Thursday, June 05, 2008

Finally!

Once upon a time, a long, long time ago, there were some of us running around ranting about what a big pack of lies the administration was telling and had told to get us into war in Iraq.

After it became clear that the Saddam didn't really have WMD, and maybe we'd made a mistake, the Senate Intelligence Committee started an investigation into what happened.

Senator Roberts, Republican chairman of the committee divided their investigation into two phases. The first part dealt specifically with the intelligence community, and a report highly critical of them was issued in July of 2004.

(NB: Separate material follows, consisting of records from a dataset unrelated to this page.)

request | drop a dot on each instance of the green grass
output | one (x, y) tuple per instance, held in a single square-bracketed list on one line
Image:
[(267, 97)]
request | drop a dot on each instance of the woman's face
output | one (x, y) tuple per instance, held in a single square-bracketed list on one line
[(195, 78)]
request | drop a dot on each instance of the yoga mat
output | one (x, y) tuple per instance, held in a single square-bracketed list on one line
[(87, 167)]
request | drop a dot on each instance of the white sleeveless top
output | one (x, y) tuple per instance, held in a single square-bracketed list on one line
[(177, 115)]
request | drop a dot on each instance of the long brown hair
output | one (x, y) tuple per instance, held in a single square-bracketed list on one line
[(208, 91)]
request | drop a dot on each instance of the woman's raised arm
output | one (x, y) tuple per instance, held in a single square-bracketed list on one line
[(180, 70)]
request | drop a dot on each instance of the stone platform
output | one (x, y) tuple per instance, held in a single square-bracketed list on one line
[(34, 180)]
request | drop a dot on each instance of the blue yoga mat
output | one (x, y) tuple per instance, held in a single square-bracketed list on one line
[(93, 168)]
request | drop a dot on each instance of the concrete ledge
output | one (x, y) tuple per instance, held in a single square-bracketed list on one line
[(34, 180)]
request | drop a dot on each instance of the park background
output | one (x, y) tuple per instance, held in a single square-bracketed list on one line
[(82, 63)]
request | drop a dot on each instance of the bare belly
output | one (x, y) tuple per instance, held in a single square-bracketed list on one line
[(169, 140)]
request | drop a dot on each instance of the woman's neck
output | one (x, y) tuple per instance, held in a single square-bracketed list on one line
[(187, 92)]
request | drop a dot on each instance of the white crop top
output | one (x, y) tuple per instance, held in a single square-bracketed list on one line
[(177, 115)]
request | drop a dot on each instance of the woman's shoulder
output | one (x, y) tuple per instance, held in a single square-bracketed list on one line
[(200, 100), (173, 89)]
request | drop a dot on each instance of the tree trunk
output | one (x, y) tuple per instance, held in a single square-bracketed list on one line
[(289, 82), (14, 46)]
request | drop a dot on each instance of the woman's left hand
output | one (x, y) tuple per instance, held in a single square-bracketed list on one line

Phase II, which would deal specifically with how White House and Pentagon officials handled the intelligence, somehow never managed to quite get completed, despite extreme measures from Democrats. The GOP, and particularly Senator Roberts, apparently figured the voters didn't need to know anything about what part the White House might have played in misleading us into war. In fact, Senator Roberts said
"I don't think there should be any doubt that we have now heard it all regarding prewar intelligence. I think that it would be a monumental waste of time to replow this ground any further.
Years later, the committee has finally released a report, not that it will really make a difference anymore. What do you think it says?
WASHINGTON — President Bush, Vice President Dick Cheney and other top officials promoted the invasion of Iraq with public statements that weren't supported by intelligence or that concealed differences among intelligence agencies, the Senate Intelligence Committee said on Thursday in a report that was delayed by bitter partisan infighting.
Surprise.
The Senate report, the first official examination of whether top officials knew that their public statements were unsubstantiated when they made them, reviewed five speeches by Bush, Cheney and former Secretary of State Colin Powell between August 2002 and February 2003. It also dissected key statements made by them and other top officials, including Rumsfeld and then-national security adviser Condoleezza Rice.

The committee found that the administration's warnings that former dictator Saddam Hussein was in league with Osama bin Laden, a highly inflammatory assertion in the wake of the Sept. 11, 2001, al Qaida attacks, weren't substantiated by U.S. intelligence reports. In fact, it said, U.S. intelligence agencies were telling the White House that while there'd been sporadic contacts over a decade, there was no operational cooperation between Iraq and al Qaida, the report said.

The administration's repeated statements "suggesting that Iraq and al Qaida had a partnership, or that Iraq had provided al Qaida with weapons training, were not substantiated by intelligence," it said.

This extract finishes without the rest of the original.